Procédure devant la Cour :
Par une requête, enregistrée le 26 novembre 2020, M. A... B..., représentée par Me C..., demande à la cour :
1°) d'annuler le jugement n° 2001073 du 18 septembre 2020 du tribunal administratif de Lyon ;
2°) d'annuler l'arrêté du 9 décembre 2019 par lequel le préfet du Rhône lui a refusé la délivrance d'un titre de séjour, lui a fait obligation de quitter le territoire français dans un délai de trente jours et a fixé le pays de destination ;
3°) d'enjoindre au préfet du Rhône de lui délivrer un titre de séjour dans un délai d'un mois sinon une autorisation provisoire de séjour dans un délai de quinze jours ;
4°) de condamner l'Etat à verser à son conseil la somme de 1 300 euros en application de l'article L. 761-1 du code de justice administrative et de l'article 37 de la loi du 10 juillet 1991.
Il soutient que :
- la décision portant refus de séjour a méconnu l'article 6-1 de l'accord franco-algérien dès lors qu'il justifie résider habituellement en France depuis douze ans, le préfet ne pouvant écarter des attestations d'achats de titre de transport qui constituent des moyens de preuve de son séjour ; le tribunal a jugé à tort qu'il ne produisait pas de preuves suffisantes pour les années 2010, 2011, 2012, 2013 et 2014 alors qu'il a produit d'autres preuves de son séjour habituel ;
- cette même décision a méconnu l'article 6-5 de l'accord précité et l'article 8 de la convention européenne de sauvegarde des droits de l'homme et des libertés fondamentales dès lors qu'il a déjà vécu en France dans les années quatre-vingt avant de revenir en 2005 et qu'il est parfaitement intégré dans la société française ;
- la décision portant obligation de quitter le territoire français est illégale par voie de conséquence de l'illégalité de la décision portant refus de séjour et méconnait l'article 8 de la convention précitée ;
- la décision fixant le pays de destination est illégale par voie d'exception d'illégalité des décisions précédentes ;
M. B... bénéficie de l'aide juridictionnelle totale selon décision du 23 octobre 2020.

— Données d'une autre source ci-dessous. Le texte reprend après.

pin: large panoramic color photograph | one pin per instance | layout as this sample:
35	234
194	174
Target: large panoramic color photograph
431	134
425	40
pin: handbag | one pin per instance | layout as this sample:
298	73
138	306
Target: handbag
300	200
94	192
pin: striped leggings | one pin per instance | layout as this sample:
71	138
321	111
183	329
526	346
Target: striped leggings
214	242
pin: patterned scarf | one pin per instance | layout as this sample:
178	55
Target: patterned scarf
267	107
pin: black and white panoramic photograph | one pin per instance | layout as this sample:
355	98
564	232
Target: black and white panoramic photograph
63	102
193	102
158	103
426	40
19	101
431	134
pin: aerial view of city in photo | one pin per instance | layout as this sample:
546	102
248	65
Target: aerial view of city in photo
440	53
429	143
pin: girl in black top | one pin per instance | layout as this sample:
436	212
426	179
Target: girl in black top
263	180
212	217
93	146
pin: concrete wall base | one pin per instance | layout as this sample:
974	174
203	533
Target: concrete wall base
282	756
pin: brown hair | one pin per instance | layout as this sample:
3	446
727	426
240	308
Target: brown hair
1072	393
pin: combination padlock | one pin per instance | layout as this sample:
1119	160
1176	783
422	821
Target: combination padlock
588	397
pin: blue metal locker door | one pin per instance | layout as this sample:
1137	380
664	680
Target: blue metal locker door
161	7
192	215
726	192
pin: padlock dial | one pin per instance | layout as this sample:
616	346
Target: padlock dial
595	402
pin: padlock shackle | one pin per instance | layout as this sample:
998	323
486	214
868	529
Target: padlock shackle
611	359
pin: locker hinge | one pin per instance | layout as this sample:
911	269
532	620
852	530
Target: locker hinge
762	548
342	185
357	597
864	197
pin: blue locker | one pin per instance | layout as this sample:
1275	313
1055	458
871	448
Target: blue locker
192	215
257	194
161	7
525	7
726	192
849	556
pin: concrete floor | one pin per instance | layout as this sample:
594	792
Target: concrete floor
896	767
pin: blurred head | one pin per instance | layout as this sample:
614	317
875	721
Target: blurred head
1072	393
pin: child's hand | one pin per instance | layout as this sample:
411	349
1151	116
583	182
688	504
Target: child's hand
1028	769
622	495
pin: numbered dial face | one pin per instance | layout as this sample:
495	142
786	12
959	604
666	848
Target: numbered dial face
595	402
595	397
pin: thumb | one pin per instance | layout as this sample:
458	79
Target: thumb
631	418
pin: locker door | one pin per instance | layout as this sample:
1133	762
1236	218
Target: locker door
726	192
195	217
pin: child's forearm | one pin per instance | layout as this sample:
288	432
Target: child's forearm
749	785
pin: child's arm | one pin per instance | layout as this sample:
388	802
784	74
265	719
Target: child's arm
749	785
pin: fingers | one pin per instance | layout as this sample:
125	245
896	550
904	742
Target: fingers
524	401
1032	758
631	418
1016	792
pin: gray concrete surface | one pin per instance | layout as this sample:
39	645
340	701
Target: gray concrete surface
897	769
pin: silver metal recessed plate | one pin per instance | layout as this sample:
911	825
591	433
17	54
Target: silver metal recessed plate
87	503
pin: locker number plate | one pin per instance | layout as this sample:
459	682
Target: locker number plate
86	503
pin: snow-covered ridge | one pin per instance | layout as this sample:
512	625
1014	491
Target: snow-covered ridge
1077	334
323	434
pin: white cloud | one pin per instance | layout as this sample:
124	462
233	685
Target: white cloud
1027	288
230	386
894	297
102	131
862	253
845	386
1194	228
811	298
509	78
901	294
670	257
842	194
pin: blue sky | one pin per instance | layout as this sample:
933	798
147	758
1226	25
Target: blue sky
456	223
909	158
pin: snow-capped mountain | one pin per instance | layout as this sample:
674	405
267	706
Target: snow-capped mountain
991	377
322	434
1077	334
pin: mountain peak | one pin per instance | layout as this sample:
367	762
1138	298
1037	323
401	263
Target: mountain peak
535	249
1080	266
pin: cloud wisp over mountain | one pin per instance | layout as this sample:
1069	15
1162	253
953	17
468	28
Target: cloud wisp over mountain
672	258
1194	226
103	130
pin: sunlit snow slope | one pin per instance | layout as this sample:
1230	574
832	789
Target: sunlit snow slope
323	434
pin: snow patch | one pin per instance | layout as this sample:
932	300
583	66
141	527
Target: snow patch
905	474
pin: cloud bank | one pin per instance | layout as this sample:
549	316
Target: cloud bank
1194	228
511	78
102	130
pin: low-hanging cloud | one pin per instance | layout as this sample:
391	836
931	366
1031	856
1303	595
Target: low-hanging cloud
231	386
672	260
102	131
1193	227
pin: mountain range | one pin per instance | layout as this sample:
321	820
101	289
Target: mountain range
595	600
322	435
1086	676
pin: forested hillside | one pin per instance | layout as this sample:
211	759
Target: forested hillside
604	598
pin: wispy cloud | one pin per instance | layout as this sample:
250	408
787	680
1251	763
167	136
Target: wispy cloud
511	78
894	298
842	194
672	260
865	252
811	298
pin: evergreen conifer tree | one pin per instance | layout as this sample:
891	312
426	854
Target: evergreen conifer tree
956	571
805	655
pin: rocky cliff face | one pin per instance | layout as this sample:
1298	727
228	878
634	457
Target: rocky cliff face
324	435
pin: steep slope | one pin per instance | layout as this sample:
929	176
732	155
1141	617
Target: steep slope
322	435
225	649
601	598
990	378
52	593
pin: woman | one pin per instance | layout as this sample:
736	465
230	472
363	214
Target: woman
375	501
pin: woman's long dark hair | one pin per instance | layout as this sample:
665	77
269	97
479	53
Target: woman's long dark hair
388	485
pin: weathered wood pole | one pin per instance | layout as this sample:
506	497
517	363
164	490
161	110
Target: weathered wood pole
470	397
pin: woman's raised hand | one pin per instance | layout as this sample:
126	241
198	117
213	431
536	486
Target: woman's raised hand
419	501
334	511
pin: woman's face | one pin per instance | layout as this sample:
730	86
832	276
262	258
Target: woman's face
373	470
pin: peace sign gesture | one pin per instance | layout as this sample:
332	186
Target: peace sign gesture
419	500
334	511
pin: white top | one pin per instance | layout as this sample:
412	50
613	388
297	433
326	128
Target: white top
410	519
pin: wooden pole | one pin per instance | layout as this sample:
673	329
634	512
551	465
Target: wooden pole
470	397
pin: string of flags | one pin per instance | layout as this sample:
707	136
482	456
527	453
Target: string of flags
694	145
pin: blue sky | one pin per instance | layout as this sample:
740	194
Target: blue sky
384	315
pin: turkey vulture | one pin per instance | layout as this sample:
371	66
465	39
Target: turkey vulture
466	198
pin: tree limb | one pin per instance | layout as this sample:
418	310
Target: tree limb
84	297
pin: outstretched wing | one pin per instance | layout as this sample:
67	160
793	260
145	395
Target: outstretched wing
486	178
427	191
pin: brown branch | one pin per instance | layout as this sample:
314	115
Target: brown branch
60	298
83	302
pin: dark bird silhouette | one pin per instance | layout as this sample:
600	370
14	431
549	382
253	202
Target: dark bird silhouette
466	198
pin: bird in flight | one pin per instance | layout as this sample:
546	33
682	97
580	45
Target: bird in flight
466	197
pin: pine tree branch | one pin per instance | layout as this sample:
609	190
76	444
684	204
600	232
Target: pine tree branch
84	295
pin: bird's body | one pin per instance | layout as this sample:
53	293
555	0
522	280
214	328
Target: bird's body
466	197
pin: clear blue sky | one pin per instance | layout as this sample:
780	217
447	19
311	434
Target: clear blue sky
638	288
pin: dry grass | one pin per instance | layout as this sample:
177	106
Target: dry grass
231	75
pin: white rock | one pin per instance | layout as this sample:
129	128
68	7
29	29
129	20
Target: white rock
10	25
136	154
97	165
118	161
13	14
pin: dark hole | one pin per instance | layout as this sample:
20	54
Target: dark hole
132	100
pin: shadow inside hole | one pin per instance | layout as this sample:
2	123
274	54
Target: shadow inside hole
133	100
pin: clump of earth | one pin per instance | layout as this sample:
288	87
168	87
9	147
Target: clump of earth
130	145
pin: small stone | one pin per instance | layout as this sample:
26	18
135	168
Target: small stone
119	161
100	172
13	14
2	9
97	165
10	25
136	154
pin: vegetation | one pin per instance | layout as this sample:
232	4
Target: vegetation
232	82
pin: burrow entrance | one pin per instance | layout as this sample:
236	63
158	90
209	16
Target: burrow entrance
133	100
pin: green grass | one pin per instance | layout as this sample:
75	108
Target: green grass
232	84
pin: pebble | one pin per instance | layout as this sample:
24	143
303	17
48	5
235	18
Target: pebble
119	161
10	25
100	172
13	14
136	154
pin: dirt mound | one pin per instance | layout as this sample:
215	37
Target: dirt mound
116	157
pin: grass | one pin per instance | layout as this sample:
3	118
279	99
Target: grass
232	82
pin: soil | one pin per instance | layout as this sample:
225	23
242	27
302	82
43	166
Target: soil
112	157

Vu les autres pièces du dossier.
Vu :
- la convention européenne de sauvegarde des droits de l'homme et des libertés fondamentales ;
- l'accord franco-algérien du 27 décembre 1968 modifié ;
- le code de l'entrée et du séjour des étrangers et du droit d'asile ;
- la loi n° 91-647 du 10 juillet 1991 relative à l'aide juridique ;
- la loi n° 2020-1379 du 14 novembre 2020 autorisant la prorogation de l'état d'urgence sanitaire et portant diverses mesures de gestion de la crise sanitaire ;
- le décret n° 2020-1406 du 18 novembre 2020 portant adaptation des règles applicables devant les juridictions de l'ordre administratif ;
- le code de justice administrative.
Le président de la formation de jugement a dispensé la rapporteure publique, sur sa proposition, de prononcer des conclusions à l'audience.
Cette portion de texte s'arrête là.